While Haiti has faded from the headlines in recent weeks, the trials faced by so many Haitians have very definitely not faded away. While humanitarian assistance has saved many lives, the situation in the earthquake-affected areas is still dire, with the potential to get worse.
Port-au-Prince, Haiti – While Haiti has faded from the headlines in recent weeks, the trials faced by so many Haitians have very definitely not faded away. While humanitarian assistance has saved many lives, the situation in the earthquake-affected areas is still dire, with the potential to get worse.
This last week I have been back in Port-au-Prince, working with the Independence-based non-profit Outreach International, which supports primary education programs in Haiti. Our local staff, like so many people, still live under tarpaulins and tents, and rubble still lies piled high in the streets. The scale of the devastation is staggering and it is going to take, in my estimation, at least five years to rebuild.
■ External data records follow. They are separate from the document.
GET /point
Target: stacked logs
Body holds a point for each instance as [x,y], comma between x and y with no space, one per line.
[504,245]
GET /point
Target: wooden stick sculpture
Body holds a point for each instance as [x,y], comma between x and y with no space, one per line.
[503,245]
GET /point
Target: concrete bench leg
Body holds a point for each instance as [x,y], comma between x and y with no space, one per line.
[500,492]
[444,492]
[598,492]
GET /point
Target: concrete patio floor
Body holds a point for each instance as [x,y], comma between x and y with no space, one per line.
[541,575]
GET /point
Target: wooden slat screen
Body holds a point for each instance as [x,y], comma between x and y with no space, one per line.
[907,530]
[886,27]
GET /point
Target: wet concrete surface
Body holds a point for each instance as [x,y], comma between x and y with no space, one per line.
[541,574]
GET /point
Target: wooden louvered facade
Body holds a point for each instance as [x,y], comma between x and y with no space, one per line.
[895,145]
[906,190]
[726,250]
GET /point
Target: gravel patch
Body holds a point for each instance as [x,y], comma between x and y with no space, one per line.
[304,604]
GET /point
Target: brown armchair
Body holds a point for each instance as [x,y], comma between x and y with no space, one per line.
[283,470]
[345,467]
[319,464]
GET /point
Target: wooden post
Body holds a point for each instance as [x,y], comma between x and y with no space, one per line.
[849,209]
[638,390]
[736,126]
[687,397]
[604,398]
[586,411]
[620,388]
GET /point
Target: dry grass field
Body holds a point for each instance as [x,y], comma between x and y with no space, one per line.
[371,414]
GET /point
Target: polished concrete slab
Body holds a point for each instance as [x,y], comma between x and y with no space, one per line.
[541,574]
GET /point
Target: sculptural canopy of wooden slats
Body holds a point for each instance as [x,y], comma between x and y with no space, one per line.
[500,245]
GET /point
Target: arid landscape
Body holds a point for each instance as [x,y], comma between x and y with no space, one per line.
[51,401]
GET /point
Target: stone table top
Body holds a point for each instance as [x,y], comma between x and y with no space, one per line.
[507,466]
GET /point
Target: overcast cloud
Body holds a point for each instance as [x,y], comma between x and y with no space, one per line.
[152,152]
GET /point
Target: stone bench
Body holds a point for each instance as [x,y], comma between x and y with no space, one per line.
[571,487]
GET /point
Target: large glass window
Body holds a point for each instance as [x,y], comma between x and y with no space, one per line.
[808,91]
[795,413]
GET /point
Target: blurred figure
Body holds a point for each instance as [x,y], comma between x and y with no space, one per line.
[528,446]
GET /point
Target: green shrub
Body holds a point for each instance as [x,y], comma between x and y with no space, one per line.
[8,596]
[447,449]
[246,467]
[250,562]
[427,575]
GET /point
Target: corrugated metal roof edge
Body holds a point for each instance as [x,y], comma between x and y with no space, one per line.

The seasonal rains have begun, making life extremely unpleasant for the hundreds of thousands in makeshift shelters. As the country is severely deforested, the rains also carry the threat of mudslides and flooding that have, in the past, caused serious damage to life and property in Haiti. We wait in trepidation for the hurricane season, when many of the temporary shelters will not be adequate to protect people from the high winds.
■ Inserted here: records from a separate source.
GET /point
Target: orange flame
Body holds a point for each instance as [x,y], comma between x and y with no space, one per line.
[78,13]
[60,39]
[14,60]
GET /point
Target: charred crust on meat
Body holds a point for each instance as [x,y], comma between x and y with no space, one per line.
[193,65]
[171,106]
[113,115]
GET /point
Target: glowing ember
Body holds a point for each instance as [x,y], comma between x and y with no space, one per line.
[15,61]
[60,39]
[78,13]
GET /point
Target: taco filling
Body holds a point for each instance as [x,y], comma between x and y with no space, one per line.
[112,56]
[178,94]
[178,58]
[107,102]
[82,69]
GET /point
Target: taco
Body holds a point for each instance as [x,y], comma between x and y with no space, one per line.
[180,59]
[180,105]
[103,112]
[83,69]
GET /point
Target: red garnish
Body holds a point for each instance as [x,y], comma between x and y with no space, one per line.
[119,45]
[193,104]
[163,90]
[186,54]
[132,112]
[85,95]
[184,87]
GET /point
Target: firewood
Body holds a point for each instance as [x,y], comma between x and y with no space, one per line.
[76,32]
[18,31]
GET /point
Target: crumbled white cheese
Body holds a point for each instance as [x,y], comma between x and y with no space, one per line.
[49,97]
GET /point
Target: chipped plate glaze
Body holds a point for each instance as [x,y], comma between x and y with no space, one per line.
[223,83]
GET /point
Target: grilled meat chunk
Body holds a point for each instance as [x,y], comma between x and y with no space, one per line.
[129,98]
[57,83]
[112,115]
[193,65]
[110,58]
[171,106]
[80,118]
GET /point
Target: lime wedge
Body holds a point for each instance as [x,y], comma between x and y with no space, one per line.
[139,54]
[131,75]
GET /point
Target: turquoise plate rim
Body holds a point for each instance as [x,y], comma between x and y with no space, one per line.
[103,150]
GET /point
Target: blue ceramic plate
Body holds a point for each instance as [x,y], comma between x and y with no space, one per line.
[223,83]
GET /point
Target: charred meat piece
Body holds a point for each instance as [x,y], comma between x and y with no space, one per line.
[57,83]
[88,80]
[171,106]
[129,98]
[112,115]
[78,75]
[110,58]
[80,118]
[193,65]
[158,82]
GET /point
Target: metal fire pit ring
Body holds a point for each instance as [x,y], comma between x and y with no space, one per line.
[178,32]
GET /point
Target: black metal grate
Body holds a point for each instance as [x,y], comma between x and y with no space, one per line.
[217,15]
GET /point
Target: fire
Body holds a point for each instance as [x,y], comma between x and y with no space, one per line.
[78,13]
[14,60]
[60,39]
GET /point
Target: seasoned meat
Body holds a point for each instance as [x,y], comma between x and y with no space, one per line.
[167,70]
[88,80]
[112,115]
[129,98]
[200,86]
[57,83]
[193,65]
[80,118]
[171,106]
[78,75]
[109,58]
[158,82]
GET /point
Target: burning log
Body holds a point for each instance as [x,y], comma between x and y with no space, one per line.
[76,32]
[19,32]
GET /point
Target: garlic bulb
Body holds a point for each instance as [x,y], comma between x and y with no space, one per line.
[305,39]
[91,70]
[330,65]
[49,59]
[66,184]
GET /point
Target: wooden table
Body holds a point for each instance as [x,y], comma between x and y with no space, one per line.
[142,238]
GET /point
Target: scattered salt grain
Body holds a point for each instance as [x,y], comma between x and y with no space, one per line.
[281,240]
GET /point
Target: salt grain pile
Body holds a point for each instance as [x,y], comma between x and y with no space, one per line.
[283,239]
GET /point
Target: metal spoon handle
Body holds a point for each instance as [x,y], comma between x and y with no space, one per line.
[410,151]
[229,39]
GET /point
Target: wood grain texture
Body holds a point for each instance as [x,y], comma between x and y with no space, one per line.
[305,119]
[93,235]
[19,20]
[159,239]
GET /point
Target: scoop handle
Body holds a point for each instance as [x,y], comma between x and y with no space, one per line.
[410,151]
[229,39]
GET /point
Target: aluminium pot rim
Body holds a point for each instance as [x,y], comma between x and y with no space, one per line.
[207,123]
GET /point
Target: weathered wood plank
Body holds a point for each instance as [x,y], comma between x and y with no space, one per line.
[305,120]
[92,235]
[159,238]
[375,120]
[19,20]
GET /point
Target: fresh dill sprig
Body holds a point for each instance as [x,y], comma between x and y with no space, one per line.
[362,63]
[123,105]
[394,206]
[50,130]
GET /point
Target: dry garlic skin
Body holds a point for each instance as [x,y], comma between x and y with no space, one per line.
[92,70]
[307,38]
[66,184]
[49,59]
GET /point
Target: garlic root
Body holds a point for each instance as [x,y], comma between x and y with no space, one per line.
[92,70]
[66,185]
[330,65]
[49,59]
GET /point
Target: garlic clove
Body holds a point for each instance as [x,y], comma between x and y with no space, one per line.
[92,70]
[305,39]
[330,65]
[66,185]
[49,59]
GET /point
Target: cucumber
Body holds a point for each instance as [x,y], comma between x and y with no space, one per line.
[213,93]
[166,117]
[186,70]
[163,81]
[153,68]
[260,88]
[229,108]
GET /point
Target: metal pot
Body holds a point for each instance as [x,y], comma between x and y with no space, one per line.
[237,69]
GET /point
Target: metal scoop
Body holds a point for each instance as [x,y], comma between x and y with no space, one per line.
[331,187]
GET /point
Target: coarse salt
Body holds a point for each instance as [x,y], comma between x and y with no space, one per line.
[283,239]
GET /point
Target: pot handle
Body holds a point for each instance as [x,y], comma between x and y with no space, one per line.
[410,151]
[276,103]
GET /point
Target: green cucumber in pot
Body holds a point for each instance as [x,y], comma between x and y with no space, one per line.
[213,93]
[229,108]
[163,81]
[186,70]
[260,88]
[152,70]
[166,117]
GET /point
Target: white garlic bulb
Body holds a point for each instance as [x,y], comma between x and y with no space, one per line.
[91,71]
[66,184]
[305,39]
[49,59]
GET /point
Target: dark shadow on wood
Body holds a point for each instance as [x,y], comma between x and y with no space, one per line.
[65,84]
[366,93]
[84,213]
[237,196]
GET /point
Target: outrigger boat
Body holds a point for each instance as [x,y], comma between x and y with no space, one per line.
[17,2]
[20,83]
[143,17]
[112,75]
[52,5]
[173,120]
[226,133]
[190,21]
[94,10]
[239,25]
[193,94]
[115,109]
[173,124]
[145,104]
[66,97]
I have been lucky to be in a safe and dry house at night, but felt deeply ambivalent about it – aware that every drip I heard on my window pane represented a threat to many people's comfort and safety.
The situation in the schools in the earthquake-affected zone is equally difficult. It will take several years to properly rebuild the school infrastructure in Haiti, to make sure it is done in a child-friendly and disaster-resistant manner. But in the meantime, children and their teachers are meeting under tents, tarpaulins and trees.
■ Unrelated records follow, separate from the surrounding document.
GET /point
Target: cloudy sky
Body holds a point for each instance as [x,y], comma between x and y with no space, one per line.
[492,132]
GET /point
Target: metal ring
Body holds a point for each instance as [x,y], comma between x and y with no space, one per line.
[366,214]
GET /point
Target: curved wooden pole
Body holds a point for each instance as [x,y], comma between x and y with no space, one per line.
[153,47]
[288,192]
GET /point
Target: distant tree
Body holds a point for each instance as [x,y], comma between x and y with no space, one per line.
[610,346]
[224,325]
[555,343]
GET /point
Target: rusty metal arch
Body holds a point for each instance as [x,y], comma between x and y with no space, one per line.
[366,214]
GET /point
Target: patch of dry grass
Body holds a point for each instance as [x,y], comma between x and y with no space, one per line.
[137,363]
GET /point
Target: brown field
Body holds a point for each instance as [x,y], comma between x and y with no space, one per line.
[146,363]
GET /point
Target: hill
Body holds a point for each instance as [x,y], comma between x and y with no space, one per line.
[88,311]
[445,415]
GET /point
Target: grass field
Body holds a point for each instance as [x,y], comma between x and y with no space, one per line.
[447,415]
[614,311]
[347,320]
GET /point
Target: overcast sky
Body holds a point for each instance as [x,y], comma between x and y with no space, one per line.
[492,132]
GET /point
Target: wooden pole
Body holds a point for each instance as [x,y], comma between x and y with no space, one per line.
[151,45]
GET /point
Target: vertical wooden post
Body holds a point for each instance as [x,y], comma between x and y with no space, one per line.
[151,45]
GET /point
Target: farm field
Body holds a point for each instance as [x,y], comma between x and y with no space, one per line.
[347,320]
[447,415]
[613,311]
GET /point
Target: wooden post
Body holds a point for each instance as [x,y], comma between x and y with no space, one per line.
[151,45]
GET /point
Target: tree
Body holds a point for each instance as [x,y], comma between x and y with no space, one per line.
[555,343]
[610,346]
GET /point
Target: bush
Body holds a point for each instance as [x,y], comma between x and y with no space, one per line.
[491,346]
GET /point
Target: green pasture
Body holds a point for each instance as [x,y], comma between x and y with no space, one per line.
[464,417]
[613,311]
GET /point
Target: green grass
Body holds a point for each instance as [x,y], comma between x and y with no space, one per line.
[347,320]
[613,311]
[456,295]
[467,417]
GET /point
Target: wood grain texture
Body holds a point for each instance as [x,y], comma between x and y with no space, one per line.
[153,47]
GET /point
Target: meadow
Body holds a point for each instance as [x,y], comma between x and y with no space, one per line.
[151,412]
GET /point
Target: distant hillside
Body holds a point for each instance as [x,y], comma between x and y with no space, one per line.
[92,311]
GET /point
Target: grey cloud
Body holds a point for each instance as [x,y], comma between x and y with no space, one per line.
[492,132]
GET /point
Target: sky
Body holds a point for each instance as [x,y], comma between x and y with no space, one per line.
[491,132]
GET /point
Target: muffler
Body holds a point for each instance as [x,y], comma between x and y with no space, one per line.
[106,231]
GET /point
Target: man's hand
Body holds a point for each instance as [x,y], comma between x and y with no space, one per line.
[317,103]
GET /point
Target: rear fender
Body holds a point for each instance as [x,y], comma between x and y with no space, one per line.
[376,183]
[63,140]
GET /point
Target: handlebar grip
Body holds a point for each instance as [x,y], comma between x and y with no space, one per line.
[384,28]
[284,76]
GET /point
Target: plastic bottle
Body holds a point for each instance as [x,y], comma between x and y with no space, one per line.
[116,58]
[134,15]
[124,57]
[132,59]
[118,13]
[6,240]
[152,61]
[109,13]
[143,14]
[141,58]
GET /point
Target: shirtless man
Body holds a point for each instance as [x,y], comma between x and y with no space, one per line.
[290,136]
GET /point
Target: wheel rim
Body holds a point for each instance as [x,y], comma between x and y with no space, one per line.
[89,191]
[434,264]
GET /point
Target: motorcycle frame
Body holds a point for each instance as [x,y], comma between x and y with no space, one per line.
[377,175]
In a worrying development, the slow progress toward a more livable situation is boiling over into political frustration. There have been more demonstrations, a building anger toward the government and the international community and rumors of people who want to “change the government.” We hope that the political ferment that is necessarily in any free society does not boil over into more serious instability and insecurity.
Unfortunately, the lowered profile in the news media and the emergence of new disasters like the oil spill in the Gulf of Mexico have also reduced the amount of private donations coming in to many aid agencies. These small gifts can go a long way, particularly when they are unrestricted cash, and are incredibly valuable to an organization like Outreach International.
Haiti still needs help from Examiner readers like you - it needs people to stay informed, raise awareness of what is going on, pray for its people and raise funds in their communities, churches, schools and workplaces. While the earthquake lasted only a few seconds, its impact will be felt for years to come. Rebuilding Haiti will require a long-term, sustained commitment, not a short-term fix.